At the very least, I felt the child who was name-calling should be told not to use that language any more and that she should apologize to my child. The teacher stated that she would speak with the principal as she wasn't sure how to handle it - she stated she would have him call me. Neither of these things happened - the child did not apologize to my child, the teacher told me later that she never addressed it with the child because "what's the point,"" and the principal never contacted me. Before the end of the year, I wrote a letter to the principal listing several concerns - and I included my concern about the name-calling incident. He did not contact me.

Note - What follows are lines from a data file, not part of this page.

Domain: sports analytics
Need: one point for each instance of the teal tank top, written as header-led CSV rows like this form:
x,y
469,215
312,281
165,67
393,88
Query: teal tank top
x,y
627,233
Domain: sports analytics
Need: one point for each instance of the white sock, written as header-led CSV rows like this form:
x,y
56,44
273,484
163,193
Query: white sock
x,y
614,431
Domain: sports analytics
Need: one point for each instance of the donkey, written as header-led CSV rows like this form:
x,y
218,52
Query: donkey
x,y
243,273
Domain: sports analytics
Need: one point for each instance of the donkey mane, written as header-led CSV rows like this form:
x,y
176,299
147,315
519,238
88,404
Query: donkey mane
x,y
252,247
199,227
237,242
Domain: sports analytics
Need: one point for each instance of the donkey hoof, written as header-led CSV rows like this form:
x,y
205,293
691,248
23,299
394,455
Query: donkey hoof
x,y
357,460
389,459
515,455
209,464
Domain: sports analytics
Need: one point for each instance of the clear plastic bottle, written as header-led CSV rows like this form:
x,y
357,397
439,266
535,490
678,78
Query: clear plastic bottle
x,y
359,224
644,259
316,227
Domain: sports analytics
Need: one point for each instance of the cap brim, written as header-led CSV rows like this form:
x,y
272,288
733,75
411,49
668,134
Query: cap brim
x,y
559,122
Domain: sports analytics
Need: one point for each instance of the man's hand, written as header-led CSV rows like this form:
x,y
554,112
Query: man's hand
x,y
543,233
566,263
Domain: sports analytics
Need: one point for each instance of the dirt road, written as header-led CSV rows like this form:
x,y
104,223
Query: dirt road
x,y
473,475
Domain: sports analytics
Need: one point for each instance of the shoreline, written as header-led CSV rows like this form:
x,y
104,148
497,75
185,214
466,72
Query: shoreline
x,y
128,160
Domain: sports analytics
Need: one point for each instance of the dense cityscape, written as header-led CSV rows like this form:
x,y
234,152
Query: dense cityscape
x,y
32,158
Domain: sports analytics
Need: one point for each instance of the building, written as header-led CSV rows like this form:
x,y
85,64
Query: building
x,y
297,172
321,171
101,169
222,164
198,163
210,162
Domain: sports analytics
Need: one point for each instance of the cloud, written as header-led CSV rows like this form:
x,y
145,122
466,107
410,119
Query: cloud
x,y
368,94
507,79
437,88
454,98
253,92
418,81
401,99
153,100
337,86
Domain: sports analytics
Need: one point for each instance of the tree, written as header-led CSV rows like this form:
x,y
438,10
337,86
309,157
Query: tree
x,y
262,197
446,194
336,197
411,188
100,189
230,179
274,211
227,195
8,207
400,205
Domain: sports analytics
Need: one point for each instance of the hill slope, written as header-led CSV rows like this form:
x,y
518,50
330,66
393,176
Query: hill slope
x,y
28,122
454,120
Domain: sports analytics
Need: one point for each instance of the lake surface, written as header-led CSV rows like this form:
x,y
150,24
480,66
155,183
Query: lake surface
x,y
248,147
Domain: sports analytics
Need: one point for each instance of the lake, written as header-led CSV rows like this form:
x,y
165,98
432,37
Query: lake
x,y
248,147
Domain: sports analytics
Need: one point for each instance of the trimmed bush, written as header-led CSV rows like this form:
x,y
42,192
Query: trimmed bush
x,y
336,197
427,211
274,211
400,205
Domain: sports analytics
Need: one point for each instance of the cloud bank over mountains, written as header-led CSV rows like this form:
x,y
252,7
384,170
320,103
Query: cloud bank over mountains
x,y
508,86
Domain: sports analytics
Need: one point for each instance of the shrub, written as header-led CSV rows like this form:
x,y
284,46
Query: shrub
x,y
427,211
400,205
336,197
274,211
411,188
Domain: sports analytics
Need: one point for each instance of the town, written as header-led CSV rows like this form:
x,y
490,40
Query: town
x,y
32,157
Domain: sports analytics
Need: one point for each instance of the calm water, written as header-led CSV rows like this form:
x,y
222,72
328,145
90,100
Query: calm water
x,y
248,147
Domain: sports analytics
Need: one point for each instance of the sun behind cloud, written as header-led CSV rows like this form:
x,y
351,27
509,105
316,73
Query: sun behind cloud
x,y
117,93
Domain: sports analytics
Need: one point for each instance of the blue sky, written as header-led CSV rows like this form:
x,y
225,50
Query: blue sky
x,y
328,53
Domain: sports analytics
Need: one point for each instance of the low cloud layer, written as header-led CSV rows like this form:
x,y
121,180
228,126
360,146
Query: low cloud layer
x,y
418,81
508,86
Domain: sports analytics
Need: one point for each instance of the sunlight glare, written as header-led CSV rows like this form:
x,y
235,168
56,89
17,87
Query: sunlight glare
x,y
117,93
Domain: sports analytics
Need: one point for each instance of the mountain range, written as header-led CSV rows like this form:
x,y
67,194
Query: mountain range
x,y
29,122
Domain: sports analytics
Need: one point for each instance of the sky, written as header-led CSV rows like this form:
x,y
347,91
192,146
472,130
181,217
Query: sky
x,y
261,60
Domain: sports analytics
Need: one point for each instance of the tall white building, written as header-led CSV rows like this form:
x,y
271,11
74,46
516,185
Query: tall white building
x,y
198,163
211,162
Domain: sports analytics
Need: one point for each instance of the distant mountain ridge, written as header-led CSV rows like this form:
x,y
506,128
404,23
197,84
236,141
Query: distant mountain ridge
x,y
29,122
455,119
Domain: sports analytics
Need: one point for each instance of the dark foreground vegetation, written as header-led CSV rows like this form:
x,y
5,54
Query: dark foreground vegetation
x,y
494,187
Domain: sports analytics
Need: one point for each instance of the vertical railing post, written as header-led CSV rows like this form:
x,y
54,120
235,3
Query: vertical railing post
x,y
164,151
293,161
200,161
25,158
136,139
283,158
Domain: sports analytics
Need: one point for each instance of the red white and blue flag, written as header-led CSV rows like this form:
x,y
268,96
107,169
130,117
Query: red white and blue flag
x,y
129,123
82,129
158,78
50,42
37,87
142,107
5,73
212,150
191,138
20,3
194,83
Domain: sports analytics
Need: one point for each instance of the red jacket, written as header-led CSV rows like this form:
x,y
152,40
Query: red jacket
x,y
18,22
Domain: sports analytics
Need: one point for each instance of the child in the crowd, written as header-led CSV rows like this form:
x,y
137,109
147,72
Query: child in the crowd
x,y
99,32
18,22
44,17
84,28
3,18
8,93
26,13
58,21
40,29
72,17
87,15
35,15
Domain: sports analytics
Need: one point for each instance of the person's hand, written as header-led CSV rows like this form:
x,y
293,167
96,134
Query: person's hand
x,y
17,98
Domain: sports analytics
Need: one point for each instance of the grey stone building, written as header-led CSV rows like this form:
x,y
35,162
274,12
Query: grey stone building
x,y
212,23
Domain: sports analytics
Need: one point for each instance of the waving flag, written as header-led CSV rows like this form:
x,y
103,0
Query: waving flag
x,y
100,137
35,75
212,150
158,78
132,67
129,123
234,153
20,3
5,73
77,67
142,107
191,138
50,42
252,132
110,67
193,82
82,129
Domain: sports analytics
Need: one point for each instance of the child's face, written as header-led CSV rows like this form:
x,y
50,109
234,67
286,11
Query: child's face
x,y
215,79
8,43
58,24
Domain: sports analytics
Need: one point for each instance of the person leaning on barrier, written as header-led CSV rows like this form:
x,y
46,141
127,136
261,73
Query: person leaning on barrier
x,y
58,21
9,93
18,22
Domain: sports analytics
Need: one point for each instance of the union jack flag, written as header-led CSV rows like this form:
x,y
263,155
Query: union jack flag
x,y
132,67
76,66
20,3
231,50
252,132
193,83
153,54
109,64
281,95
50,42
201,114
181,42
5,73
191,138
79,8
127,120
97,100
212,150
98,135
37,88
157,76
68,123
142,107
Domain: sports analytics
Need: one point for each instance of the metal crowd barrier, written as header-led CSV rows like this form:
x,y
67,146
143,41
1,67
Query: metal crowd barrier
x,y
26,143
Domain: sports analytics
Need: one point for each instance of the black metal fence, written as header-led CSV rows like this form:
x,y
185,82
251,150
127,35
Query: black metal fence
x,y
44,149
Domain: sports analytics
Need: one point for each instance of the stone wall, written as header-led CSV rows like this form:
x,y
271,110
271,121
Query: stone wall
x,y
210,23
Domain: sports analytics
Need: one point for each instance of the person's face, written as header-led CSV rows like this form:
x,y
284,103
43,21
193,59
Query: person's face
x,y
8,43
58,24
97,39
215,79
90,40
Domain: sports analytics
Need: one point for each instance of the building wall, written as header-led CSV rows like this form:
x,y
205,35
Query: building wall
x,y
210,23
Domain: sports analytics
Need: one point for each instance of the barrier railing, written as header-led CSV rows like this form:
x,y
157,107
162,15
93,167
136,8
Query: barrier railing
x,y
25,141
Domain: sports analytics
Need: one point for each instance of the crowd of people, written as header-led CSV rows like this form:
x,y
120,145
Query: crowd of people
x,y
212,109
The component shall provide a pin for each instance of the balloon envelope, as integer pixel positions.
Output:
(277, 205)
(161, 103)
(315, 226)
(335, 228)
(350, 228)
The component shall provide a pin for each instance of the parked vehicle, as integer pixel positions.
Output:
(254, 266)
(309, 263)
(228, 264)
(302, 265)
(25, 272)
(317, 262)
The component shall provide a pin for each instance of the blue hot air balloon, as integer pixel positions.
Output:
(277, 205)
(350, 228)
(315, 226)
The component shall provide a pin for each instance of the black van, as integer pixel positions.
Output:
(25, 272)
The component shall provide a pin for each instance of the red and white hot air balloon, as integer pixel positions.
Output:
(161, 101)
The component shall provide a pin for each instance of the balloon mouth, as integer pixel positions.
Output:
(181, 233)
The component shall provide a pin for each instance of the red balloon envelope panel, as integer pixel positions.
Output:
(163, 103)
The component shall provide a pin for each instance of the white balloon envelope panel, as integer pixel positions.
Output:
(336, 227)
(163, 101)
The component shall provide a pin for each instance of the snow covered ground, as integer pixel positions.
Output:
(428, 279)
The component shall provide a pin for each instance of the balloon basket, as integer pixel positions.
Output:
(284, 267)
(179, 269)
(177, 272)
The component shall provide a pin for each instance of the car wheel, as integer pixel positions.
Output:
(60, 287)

However, I did see him in the office and he stated "I got your note." That was it...he got my note.
I later learned from my daughter that that was not the first time she had been called a "faggot" and other names by a small group of children in her class - it seems that it had just been happening more frequently, the teacher had not responded when she want to her for help, and she "just couldn't take it anymore."
That year, her second grade year, was very difficult...she was a very lonely child who hated going to school. In fact, she hated it so much that by the end of the year, she declared that she was never going to college and began to ask if high school was mandatory! I do not think that it was a coincidence - I strongly believe that she was completely demoralized by her peers and the name-calling. I believe that she lost confidence that her teacher could or would help her. I don't think the teacher was a bad person or that she didn't care about my daughter - I think she didn't know what to do.
The experience that my child had should not have happened - and it should not be repeated. Teachers need guidance and support to be able to address this kind of tormenting behavior - and a rule/law that allows for consistency in application of consequences.